Ever since I began reading adult fiction, I have been interested in anecdotes about famous writers. The principal reason for this was that in learning about writers I hoped I could somehow absorb their skills and derive directives for leading a literary life. I also simply enjoyed the stories.
For example, some readers wonder why Edna St. Vincent Millay had a man's middle name, and a saint's one at that. As it happens, Millay's mother had a brother named Charles Buzzell. One chilled February day, Uncle Charles, ill with fever, was on the docks in New Orleans. He watched as cotton was loaded on a ship bringing the cargo to New York. Buzzell went on board for a closer look, found a bale of hay, and promptly fell asleep. The crew didn't notice him, and he awoke only after the ship had set sail with the hatches battened down. His screams couldn't be heard, and so he was locked below decks for nine days without food or water. When he was finally discovered, near death, he was taken to St. Vincent's Hospital in New York where, against all odds and the expectations of his doctors, he survived. His grateful sister wanted to memorialize the hospital, and so she used the saint after whom the hospital was named as her daughter's middle name.

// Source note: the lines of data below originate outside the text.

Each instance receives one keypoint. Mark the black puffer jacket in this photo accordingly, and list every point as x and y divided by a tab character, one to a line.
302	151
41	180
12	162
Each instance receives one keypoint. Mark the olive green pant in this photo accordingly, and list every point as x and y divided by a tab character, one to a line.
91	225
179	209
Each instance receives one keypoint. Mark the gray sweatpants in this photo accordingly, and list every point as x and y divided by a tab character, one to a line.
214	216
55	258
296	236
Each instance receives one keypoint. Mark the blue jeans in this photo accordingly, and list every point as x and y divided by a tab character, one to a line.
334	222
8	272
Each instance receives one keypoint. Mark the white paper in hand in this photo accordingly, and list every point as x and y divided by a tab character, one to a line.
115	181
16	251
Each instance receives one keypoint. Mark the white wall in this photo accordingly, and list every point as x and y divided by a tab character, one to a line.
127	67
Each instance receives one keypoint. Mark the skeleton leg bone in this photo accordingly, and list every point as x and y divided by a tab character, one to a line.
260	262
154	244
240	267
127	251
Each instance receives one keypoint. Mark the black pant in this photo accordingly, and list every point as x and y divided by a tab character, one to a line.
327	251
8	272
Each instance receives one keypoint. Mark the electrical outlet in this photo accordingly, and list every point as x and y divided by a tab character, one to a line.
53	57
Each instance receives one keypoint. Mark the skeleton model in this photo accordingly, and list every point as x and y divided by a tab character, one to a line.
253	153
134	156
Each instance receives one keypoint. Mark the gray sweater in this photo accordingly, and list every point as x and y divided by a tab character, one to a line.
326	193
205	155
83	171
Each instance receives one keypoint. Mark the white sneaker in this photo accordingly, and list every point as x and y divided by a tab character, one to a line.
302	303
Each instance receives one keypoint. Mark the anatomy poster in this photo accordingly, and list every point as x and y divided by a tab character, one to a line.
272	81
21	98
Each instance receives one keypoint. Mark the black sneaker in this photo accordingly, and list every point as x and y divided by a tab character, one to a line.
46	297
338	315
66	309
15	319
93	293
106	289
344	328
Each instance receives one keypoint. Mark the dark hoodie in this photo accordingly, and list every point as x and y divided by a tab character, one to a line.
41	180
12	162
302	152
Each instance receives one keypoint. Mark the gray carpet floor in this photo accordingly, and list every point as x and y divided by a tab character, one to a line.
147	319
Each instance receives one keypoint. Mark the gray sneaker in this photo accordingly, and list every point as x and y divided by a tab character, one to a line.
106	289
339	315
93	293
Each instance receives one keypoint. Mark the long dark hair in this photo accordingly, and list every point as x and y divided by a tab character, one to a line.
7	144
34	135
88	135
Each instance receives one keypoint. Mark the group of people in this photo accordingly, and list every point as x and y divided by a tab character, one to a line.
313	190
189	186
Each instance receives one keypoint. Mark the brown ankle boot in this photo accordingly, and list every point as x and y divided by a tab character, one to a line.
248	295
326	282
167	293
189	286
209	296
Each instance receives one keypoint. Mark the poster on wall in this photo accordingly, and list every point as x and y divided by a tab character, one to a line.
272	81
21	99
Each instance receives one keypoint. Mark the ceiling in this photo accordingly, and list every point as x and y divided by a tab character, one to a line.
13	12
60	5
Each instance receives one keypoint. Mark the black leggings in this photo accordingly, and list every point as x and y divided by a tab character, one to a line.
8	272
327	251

Some literary anecdotes happened to me. When I was young, I lived in Sag Harbor, on Long Island, at the same time as John Steinbeck. The author was then researching his novel The Winter of Our Discontent. One the ways he did this was to visit my father's variety store, especially on rainy days, stretch out on the floor, lean back against the magazine rack, and observe the customers. When one interested him, he'd wait for the customer to leave and ask my father all about the person. My father, who had been born in Sag Harbor and served on a political committee with Steinbeck, knew everyone in town, knew their quirks and ancestors, their desires and their faults. Steinbeck heard their language, absorbed the stories and gossip about them, and began his construction of an American character.
Once a high school friend of mine and some pals of his broke into Steinbeck's house. I assume they thought the famous author would have a lot of money. They didn't get much and discovered that the heavy television set they had taken was beyond their ability to carry. They dumped in in a local pond. They were quickly apprehended, but Steinbeck refused to press charges, and they were set free. I asked my friend why Steinbeck had let them go. Neither one of us could figure it out, unaccustomed as we were to the emotional generosity possible from a heart as big as Steinbeck's.